Dessa vez, meus pais felizmente tiveram a decência de fechar a porta antes que um deles dissesse algo que destruiria de vez qualquer respeito que eu tinha por eles. Paige e Arthur Wright podiam acordar discutindo e trocando os insultos mais baixos, mas até o horário do almoço a coisa toda teria ficado para trás. Eu, por outro lado, não conseguia digerir tanta negatividade antes do café da manhã sem ter uma baita indigestão — por isso, eu os ignorava como regra; não só para me preservar, mas para preservar meu amor por eles também.

Quer dizer, apesar de ter abordado o assunto como ogro, Hunter estava certo sobre minha família: amar aquelas pessoas era complicado — eu mesma, muitas vezes, precisava de pequenos truques para lidar com suas falhas.

Naquele momento, por exemplo, ovos fritos estalavam sobre a frigideira aquecida enquanto eu dava meu melhor para ignorar a voz da minha mãe no fim do corredor — agora que a verdade estava à solta, eu não queria arriscar ouvi-la, nem mesmo vê-la: só a ideia de encarar seu rosto e não encontrar algo para admirar me apavorava.

— Você vai beber isso?

Uma embalagem de iogurte proteico invadiu meu campo de visão.

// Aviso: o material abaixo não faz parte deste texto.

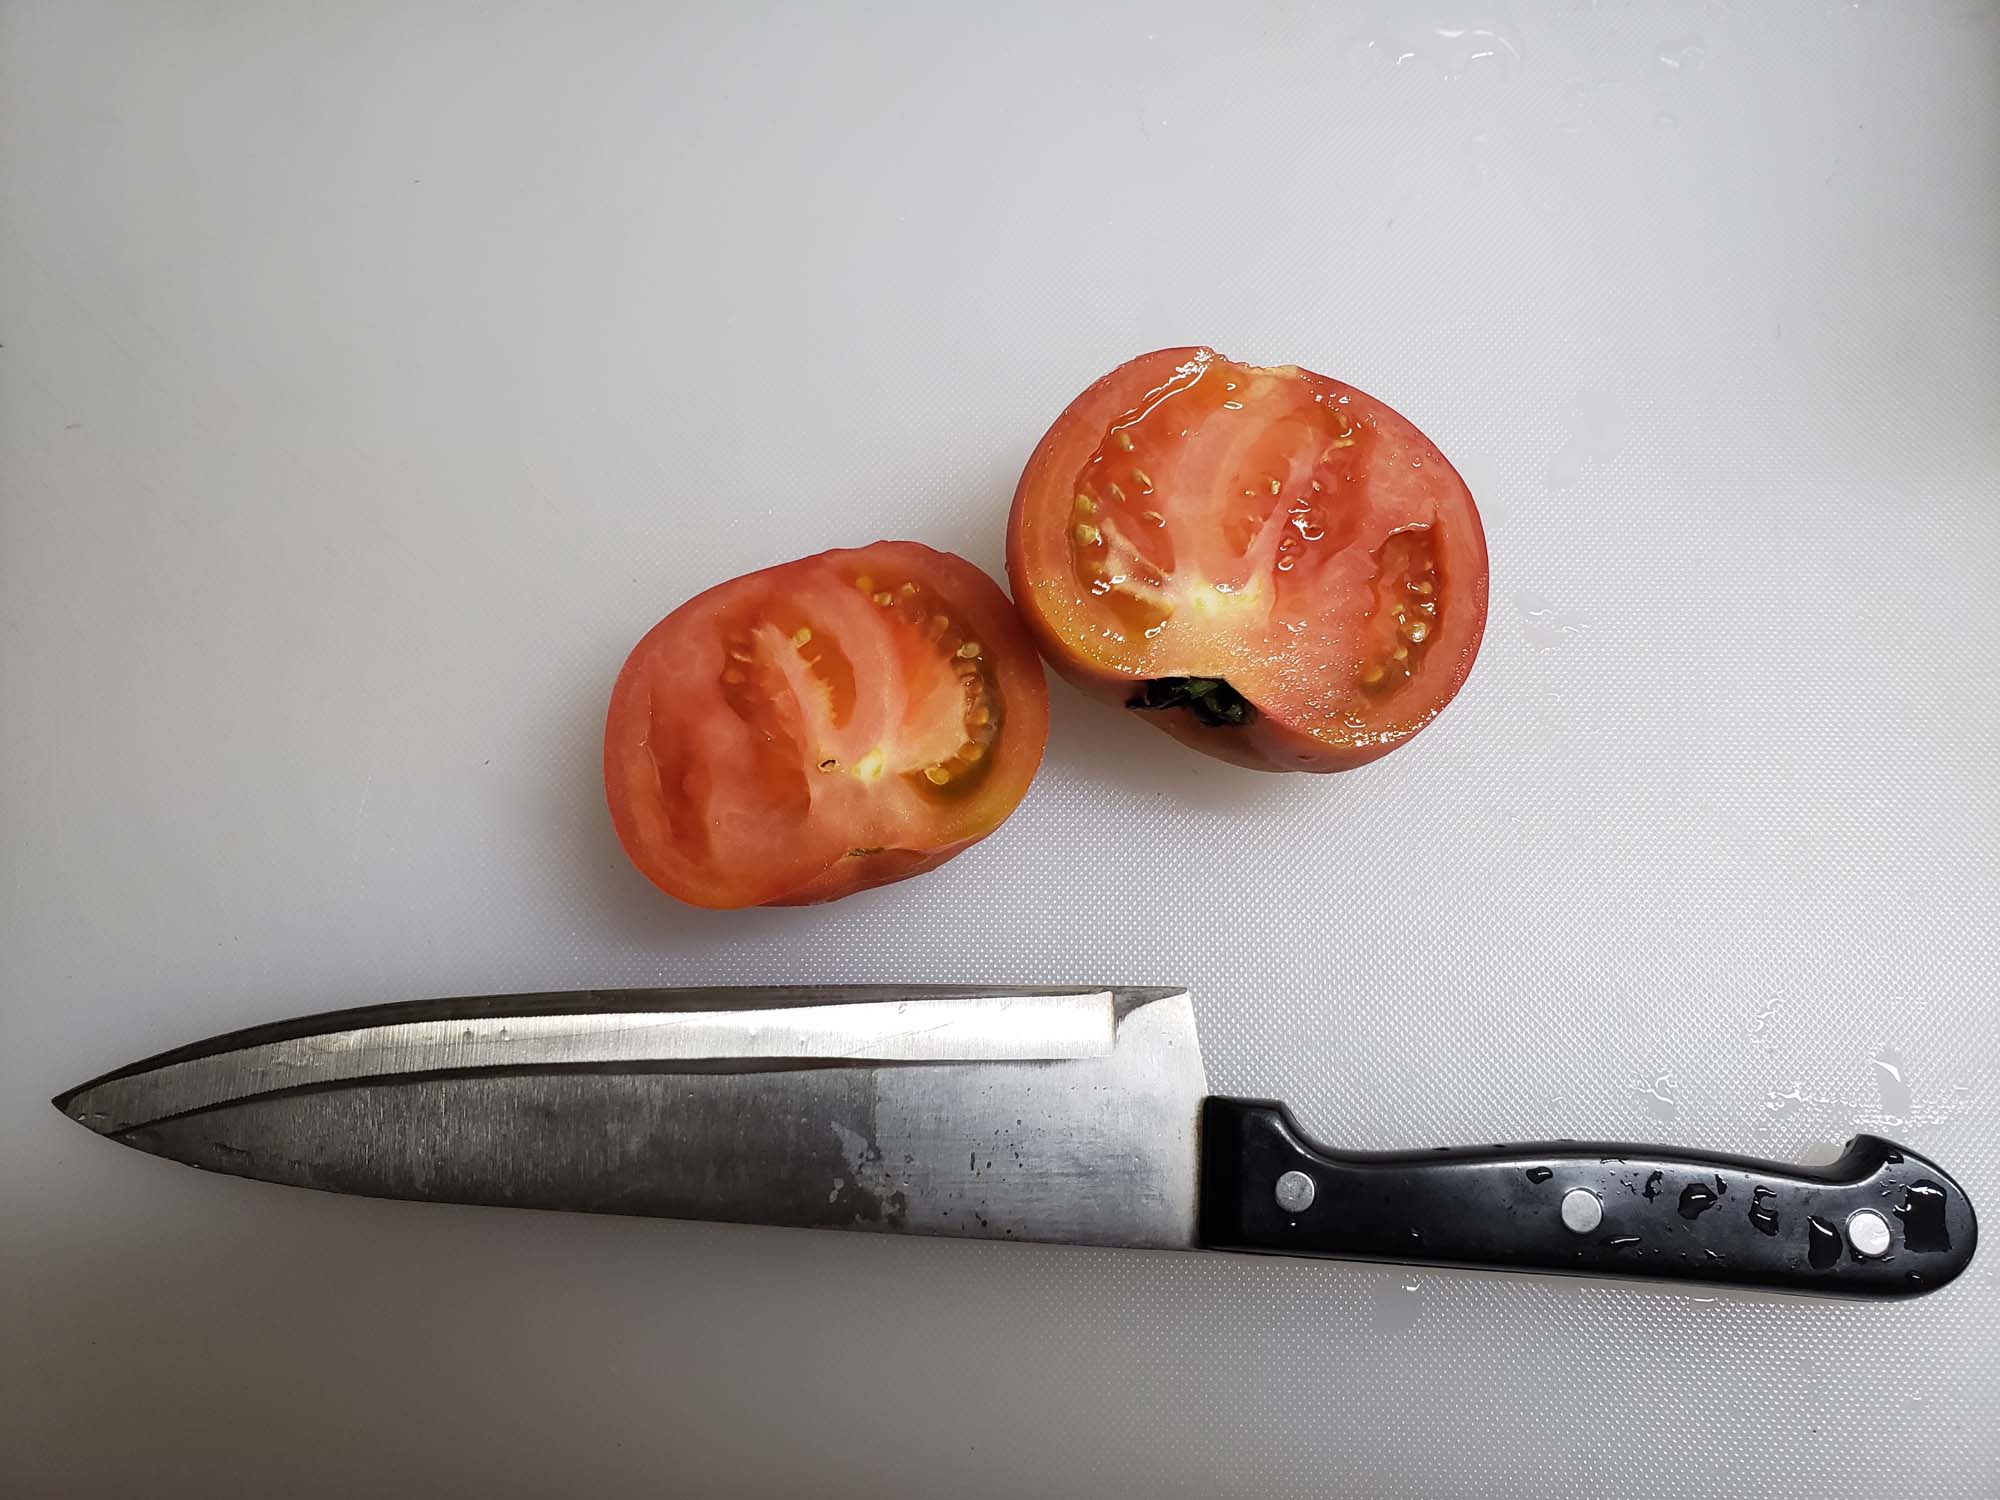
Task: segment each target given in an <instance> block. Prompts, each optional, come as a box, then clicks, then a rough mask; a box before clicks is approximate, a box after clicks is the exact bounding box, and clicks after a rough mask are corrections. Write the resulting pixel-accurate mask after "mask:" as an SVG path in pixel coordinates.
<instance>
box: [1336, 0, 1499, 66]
mask: <svg viewBox="0 0 2000 1500" xmlns="http://www.w3.org/2000/svg"><path fill="white" fill-rule="evenodd" d="M1356 56H1358V58H1360V60H1362V62H1364V64H1368V66H1374V68H1384V70H1390V68H1398V70H1426V68H1428V70H1436V72H1438V74H1440V76H1442V78H1446V80H1458V78H1506V76H1510V74H1512V72H1514V68H1516V66H1520V60H1522V42H1520V34H1518V32H1516V30H1514V28H1512V26H1510V24H1506V22H1504V20H1502V18H1498V16H1482V18H1478V20H1470V18H1468V20H1462V22H1460V20H1458V18H1452V20H1448V22H1442V24H1440V22H1436V20H1424V18H1420V16H1418V14H1414V10H1412V8H1408V6H1390V8H1388V12H1386V14H1384V16H1382V24H1380V30H1378V32H1376V34H1374V36H1372V38H1368V40H1366V42H1362V44H1360V48H1358V50H1356Z"/></svg>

Eu despejava os ovos sobre uma torrada quando Cole surgiu ao meu lado, sacudindo a garrafinha a centímetros do meu nariz. O sol das primeiras horas da manhã atravessava as janelas e projetava uma luz amarelada pelo interior da cozinha — se não fosse pelo barulho dos nossos pais discutindo atrás de portas fechadas no outro cômodo, nós estaríamos sozinhos no mais perfeito silêncio, cada um preparando seu próprio café da manhã.

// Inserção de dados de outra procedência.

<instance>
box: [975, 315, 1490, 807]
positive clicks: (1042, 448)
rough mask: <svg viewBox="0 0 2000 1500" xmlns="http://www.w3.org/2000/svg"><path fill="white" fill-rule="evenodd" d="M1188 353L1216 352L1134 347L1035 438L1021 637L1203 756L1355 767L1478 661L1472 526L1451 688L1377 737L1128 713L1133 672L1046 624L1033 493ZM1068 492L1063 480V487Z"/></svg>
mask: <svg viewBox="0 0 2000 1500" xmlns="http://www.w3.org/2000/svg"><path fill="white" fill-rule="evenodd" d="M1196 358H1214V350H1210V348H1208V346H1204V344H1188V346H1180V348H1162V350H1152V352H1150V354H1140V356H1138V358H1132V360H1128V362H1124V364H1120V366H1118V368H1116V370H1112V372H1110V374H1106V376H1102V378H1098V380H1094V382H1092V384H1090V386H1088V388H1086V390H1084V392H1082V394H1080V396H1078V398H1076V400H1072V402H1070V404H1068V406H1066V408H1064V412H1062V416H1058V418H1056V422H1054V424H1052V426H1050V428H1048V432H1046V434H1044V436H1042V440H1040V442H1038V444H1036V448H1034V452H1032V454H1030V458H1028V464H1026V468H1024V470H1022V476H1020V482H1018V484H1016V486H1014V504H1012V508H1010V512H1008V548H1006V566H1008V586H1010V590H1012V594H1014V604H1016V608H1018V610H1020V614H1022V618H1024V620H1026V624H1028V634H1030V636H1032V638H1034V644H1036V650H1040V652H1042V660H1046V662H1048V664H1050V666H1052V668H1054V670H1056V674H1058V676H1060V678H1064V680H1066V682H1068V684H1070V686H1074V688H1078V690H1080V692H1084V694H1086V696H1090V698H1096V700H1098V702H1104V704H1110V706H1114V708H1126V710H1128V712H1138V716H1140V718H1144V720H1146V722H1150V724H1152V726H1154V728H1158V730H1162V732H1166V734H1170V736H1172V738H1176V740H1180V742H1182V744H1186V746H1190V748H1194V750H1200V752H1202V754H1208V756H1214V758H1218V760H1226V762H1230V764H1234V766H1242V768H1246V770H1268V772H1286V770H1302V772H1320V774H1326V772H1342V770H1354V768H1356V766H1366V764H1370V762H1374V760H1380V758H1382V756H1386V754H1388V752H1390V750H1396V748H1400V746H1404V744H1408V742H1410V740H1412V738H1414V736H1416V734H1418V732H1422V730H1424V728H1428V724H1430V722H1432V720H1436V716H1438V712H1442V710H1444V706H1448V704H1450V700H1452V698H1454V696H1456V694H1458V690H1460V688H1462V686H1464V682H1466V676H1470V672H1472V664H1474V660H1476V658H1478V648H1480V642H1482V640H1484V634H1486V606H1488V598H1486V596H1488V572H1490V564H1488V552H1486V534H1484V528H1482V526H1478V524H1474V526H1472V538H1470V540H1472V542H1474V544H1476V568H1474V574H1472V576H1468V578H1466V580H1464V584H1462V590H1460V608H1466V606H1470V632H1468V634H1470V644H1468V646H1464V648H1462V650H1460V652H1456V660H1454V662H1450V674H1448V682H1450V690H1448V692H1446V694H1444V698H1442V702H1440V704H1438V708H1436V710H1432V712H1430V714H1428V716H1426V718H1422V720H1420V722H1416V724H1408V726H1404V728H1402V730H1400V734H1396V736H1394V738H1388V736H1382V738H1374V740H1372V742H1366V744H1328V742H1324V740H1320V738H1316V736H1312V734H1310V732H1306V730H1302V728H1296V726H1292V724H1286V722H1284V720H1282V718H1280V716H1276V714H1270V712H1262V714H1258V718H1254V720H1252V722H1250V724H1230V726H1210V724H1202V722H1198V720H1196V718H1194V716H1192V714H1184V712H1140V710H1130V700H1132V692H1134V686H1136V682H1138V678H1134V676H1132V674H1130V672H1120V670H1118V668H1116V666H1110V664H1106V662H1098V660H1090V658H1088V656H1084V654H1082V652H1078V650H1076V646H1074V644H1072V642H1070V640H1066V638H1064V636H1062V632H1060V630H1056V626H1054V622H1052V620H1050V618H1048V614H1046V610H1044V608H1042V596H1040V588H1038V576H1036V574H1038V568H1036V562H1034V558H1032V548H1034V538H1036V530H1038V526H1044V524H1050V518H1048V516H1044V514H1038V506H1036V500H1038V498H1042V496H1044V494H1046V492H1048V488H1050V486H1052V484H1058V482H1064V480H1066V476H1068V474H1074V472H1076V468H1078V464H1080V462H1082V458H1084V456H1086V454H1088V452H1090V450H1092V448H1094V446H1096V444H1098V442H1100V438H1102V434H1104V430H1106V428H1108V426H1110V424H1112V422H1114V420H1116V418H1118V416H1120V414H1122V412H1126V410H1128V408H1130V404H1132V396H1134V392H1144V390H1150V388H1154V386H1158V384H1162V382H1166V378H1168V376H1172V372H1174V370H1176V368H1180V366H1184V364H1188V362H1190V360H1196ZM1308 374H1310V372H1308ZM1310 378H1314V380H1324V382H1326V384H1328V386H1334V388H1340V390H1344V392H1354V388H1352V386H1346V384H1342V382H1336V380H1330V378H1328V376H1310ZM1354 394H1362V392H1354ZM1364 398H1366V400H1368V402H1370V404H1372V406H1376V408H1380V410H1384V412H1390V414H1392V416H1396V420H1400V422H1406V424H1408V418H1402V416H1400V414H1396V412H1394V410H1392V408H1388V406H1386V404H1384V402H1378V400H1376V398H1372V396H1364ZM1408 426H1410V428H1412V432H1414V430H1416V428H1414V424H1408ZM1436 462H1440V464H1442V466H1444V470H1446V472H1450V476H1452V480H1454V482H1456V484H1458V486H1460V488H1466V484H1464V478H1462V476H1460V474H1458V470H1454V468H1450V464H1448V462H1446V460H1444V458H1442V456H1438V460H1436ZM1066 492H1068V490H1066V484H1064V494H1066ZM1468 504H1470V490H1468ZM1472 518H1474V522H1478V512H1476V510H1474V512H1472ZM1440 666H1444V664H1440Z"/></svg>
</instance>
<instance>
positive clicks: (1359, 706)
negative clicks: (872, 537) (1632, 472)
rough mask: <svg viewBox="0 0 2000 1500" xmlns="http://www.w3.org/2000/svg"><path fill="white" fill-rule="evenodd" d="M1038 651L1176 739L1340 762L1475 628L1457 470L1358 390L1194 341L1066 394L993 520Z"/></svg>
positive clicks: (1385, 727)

Não me dei ao trabalho de respondê-lo.

O iogurte era só um pretexto para dar início a uma conversa. Um descuido meu e ele voltaria a agir como se nada tivesse acontecido, assim toda conversa sobre drogas e arriscar a vida de seus amigos ficaria para trás.

— Tudo bem — disse ao encostar a porta da geladeira. — Agora é meu.

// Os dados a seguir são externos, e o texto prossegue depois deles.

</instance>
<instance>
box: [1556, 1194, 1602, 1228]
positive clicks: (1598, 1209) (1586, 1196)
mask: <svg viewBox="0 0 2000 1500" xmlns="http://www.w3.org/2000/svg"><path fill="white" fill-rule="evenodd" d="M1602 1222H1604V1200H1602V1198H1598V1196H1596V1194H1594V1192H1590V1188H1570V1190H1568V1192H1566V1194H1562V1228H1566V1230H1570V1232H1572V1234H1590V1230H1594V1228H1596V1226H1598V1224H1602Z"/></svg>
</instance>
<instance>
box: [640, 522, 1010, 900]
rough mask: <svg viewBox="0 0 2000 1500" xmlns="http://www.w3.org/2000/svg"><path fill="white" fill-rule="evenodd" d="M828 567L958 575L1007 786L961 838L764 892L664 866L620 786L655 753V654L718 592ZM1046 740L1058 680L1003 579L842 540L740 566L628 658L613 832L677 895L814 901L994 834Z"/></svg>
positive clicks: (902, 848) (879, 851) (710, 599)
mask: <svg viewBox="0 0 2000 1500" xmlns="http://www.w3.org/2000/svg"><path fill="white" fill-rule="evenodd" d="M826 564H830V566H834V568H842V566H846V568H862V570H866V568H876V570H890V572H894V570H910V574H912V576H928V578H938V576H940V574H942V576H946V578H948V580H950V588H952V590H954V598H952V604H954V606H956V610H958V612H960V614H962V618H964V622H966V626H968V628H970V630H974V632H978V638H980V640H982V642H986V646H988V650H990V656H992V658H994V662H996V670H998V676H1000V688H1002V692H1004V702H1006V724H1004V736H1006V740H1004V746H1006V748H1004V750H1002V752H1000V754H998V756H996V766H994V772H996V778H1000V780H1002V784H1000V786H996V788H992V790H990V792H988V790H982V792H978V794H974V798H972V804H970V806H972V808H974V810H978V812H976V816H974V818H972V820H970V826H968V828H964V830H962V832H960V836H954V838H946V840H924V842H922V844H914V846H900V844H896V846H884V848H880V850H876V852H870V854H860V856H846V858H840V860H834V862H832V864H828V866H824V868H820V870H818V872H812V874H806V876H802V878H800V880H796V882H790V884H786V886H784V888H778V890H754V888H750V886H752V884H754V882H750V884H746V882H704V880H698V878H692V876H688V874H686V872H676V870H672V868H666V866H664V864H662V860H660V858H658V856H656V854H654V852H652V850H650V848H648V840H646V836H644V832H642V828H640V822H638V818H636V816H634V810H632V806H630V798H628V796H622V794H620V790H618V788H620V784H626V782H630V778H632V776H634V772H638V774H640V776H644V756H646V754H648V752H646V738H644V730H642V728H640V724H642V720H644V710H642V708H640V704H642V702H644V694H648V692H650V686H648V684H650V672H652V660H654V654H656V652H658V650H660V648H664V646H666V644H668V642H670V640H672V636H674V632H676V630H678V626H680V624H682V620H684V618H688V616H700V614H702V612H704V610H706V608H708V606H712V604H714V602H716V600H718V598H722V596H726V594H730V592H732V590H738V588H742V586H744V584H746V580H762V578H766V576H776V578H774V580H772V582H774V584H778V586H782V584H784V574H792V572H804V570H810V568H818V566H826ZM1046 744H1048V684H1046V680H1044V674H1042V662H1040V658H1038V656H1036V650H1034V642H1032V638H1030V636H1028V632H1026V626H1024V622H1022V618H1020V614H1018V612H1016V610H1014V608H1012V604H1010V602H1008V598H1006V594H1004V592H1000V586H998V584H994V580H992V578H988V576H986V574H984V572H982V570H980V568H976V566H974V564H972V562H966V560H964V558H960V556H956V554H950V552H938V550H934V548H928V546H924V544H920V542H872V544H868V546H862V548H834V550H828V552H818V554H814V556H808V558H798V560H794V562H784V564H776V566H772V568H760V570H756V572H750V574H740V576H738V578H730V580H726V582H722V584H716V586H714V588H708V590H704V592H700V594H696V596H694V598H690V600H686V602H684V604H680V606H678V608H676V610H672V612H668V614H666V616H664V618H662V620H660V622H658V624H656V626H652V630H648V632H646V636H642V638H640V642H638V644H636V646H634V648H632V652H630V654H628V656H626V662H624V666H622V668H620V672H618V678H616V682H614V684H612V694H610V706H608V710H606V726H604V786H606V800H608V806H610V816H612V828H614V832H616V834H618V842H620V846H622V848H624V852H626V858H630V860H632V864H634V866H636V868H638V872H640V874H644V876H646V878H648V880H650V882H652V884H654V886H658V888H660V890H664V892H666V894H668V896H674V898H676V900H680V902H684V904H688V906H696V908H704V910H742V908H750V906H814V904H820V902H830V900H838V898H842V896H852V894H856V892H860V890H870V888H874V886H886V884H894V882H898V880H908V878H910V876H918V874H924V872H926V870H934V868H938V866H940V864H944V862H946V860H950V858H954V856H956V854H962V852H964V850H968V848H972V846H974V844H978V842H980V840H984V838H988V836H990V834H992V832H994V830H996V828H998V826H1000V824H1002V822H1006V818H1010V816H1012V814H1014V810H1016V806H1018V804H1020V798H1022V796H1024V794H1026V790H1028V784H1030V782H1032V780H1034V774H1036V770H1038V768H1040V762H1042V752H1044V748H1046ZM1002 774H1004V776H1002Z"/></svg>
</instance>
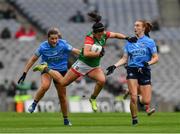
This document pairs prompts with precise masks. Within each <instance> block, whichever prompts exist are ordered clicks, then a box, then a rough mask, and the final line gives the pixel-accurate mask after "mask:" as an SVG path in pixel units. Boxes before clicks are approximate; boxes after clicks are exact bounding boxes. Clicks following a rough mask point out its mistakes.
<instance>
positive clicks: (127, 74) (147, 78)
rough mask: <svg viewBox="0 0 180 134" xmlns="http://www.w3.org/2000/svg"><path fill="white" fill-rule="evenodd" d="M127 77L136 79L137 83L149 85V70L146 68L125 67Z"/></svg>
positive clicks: (144, 84) (149, 80) (136, 67)
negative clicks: (136, 80) (126, 67)
mask: <svg viewBox="0 0 180 134" xmlns="http://www.w3.org/2000/svg"><path fill="white" fill-rule="evenodd" d="M127 79H137V80H138V84H139V85H151V70H150V69H148V68H138V67H127Z"/></svg>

Meu irmão abriu a embalagem ruidosamente e aproveitou a oportunidade para me lançar um olhar avaliativo.

Se eu o conhecia bem, havia acordado mais cedo para correr antes da escola e, entre malhar e se arrumar, perdera a hora. Vestia o mesmo que eu: camisa de botões branca sob um colete de lã acinzentado. Qualquer um que visse seus cabelos loiros ainda úmidos escovados para trás e seu uniforme de St. Clair perfeitamente alinhado imaginaria que aquele era um rapaz com um futuro promissor pela frente — o hematoma esverdeado sob seu olho direito, entretanto, contava uma história diferente.

Mordi a torrada.

— Hunter falou comigo na outra noite.

Uma simples menção ao nome fez o calor se espalhar meu rosto.

— Escuta, April, eu não posso te dizer o que fazer...

— Não pode mesmo — eu o interrompi, batendo as mãos para afastar os farelos da torrada.

— Só não deixa ele te tratar como vagabunda.

Ergui os olhos.

Cole estava maluco se achava que conseguiria chamar minha atenção com ofensas.